Here are the key takeaways from the White Paper of Modi Government:
- INFLATION: According to the document, inflation was rampant from 2009 to 2014. Specifically, during the period of Financial Year (FY) 10 to FY14, the annual inflation rate reached double digits. Moreover, on average, the economy experienced an annual inflation rate of 8.2 per cent between FY04 and FY14.
- BAD DEBTS IN BANKING SYSTEMS: “The banking crisis was one of the most important and infamous legacies of the UPA government,” the White Paper reads. According to the White Paper, the banking crisis was a significant and notorious consequence of the UPA government. When comparing the NDA and UPA governments, the document states that the Gross Non-Performing Assets (GNPA) ratio in Public Sector banks was 16% during the Atal Bihari Vajpayee-led NDA government, but decreased to 7.8% afterwards. Additionally, the gross advances by public sector banks were only `6.6 lakh crore in March 2004, but increased to 39.0 lakh crore in March 2012.
- FOREIGN EXCHANGE CRUNCH: According to the White Paper, the UPA-led government stands accused of causing significant damage to India’s foreign exchange reserves. The report highlights a concerning decline in reserves from approximately $294 billion to $256 billion between the years 2011 and 2013. This decline raises alarm bells as foreign exchange reserves are crucial for a country’s economic stability, enabling it to meet international obligations, manage currency fluctuations, and ensure financial security. The White Paper’s findings suggest that the UPA-led government’s policies or actions during this period may have had adverse effects on India’s foreign exchange reserves, warranting further investigation and analysis into the matter.

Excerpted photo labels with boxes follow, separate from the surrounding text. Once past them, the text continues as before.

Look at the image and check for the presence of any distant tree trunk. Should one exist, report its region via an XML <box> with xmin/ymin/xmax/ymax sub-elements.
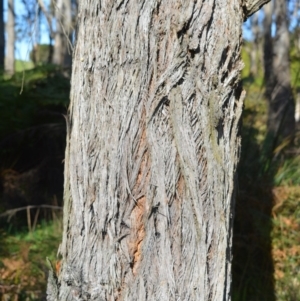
<box><xmin>263</xmin><ymin>2</ymin><xmax>274</xmax><ymax>99</ymax></box>
<box><xmin>53</xmin><ymin>0</ymin><xmax>72</xmax><ymax>67</ymax></box>
<box><xmin>250</xmin><ymin>14</ymin><xmax>260</xmax><ymax>77</ymax></box>
<box><xmin>0</xmin><ymin>0</ymin><xmax>5</xmax><ymax>72</ymax></box>
<box><xmin>48</xmin><ymin>0</ymin><xmax>272</xmax><ymax>301</ymax></box>
<box><xmin>5</xmin><ymin>0</ymin><xmax>15</xmax><ymax>75</ymax></box>
<box><xmin>266</xmin><ymin>0</ymin><xmax>295</xmax><ymax>149</ymax></box>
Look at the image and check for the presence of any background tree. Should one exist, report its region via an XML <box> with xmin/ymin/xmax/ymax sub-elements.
<box><xmin>5</xmin><ymin>0</ymin><xmax>15</xmax><ymax>74</ymax></box>
<box><xmin>48</xmin><ymin>0</ymin><xmax>266</xmax><ymax>300</ymax></box>
<box><xmin>0</xmin><ymin>0</ymin><xmax>5</xmax><ymax>71</ymax></box>
<box><xmin>53</xmin><ymin>0</ymin><xmax>73</xmax><ymax>66</ymax></box>
<box><xmin>265</xmin><ymin>0</ymin><xmax>295</xmax><ymax>150</ymax></box>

- PUBLIC FINANCES: The document claims that the UPA government’s response to the well-known financial crisis of 2008 was even more detrimental than the crisis itself. One concerning aspect highlighted in the paper is the state of public finances during this period. It reveals that between fiscal years 2009 and 2014, the ratio of India’s Gross Fiscal Deficit (GFD) to Gross Domestic Product (GDP) was consistently at least 4.5 percent. Additionally, the document points out that the revenue deficit escalated by four times between fiscal years 2008 and 2009. These statistics shed light on the government’s mismanagement of financial resources during a critical period, suggesting that their handling of the crisis exacerbated the economic situation rather than alleviating it.
- WASTAGE OF PUBLIC RESOURCES: The White Paper has highlighted a series of scams that marred the rule of the UPA government. One of the major scandals mentioned is the non-transparent auction of public resources, where valuable assets were allegedly allocated to private entities without fair and competitive bidding processes. Additionally, the infamous 2G spectrum scam is cited, wherein it was alleged that telecom licenses were irregularly issued, causing substantial losses to the exchequer. The coal gate scam also finds mention, which revolves around the alleged misallocation of coal blocks, resulting in significant financial losses. Lastly, the Common Wealth Games (CWG) scam is mentioned, involving financial irregularities and corruption in the organization of the international sporting event. These incidents have raised concerns about transparency, accountability, and governance during the UPA government’s tenure.
The White Paper on the Indian Economy presents a critical analysis of the UPA government’s performance in various aspects of the economy, such as inflation, banking, foreign exchange, and public finances. The paper argues that the UPA government failed to manage the economy effectively and left behind a legacy of crises, deficits, and debts. The paper also contrasts the UPA government’s policies and outcomes with those of the NDA government, highlighting the latter’s achievements and reforms. The paper concludes by calling for a change in the political leadership and a new vision for the Indian economy that is based on growth, stability, and inclusiveness.